Mulching is generally used to improve the soil around plants, but it also gives your garden a neat, tidy appearance and can reduce the amount of time spent on tasks such as watering and weeding. Mulches help soil retain moisture in summer, prevent weeds from growing and protect the roots of plants in winter.

What is mulch?

Mulches are loose coverings such as a bark or gravel surface of cultivated soil. Mulches can be mulchingapplied to bare soil or to cover the surface of compost in containers.

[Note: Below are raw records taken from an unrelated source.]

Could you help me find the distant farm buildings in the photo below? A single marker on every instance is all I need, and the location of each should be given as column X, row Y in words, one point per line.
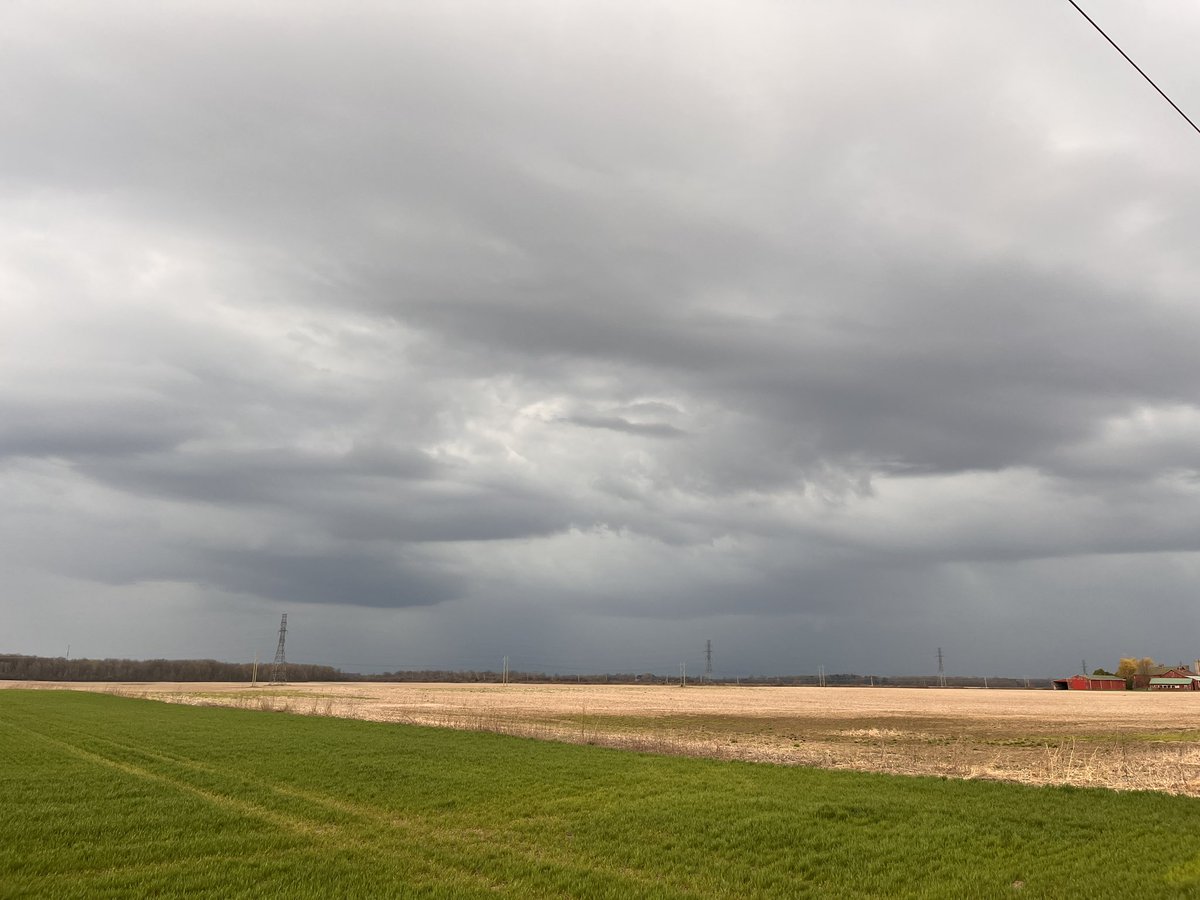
column 1090, row 683
column 1156, row 678
column 1169, row 678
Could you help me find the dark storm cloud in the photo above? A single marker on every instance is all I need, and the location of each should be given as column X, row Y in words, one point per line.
column 351, row 580
column 616, row 423
column 520, row 318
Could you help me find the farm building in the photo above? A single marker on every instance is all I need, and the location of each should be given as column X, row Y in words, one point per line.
column 1090, row 683
column 1180, row 671
column 1173, row 684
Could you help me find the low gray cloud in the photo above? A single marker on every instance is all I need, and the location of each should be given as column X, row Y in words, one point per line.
column 828, row 335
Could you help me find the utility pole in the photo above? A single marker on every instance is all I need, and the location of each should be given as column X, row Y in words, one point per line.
column 280, row 669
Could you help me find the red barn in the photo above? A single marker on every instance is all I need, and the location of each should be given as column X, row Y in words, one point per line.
column 1090, row 683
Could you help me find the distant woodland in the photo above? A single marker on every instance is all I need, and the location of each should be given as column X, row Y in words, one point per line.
column 59, row 669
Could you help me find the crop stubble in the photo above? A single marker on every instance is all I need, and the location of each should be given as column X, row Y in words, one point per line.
column 1123, row 741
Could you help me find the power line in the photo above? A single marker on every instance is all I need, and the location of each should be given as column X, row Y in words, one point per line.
column 280, row 669
column 1151, row 81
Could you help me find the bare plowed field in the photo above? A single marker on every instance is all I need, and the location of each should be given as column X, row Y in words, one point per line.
column 1122, row 741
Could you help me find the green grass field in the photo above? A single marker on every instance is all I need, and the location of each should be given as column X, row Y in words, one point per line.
column 105, row 796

Depending on the type of mulch used, there are many benefits of mulching including:

  • Help soils retain moisture in summer
  • Suppress weeds
  • Improve soil texture
  • Deter some pests
  • Protect plant roots from extreme temperatures
  • Encourage beneficial soil organisms
  • Provide a barrier for edible crops coming into contact with soil
  • Give a decorative finish

When to apply mulch?

Mulches are best applied from mid- to late spring and autumn, when the soil is moist and warm. It is best to avoid applying mulches in winter and early spring as the soil is too cold, and in summer, when it will be dry. They can be applied around new plantings or to established beds and specimen plants. We recommend putting strimmer guards around all trees as protection, which we can provide if you wish.

How to apply mulch?

Beds and borders can be mulched entirely, taking care not to smother low growing plants or to pile mulches up against the stems of woody plants.

  • To be effective, biodegradable mulches need to be between at least 5cm and ideally 8cm thick
  • Lay mulches over moist soil, after removing weeds, including their roots, when the soil is not frozen
  • Single trees and specimen shrubs are best mulched to the radius of the rootball.
  • Leave a small ring around the stem as not to soften the bark which can lead to infection.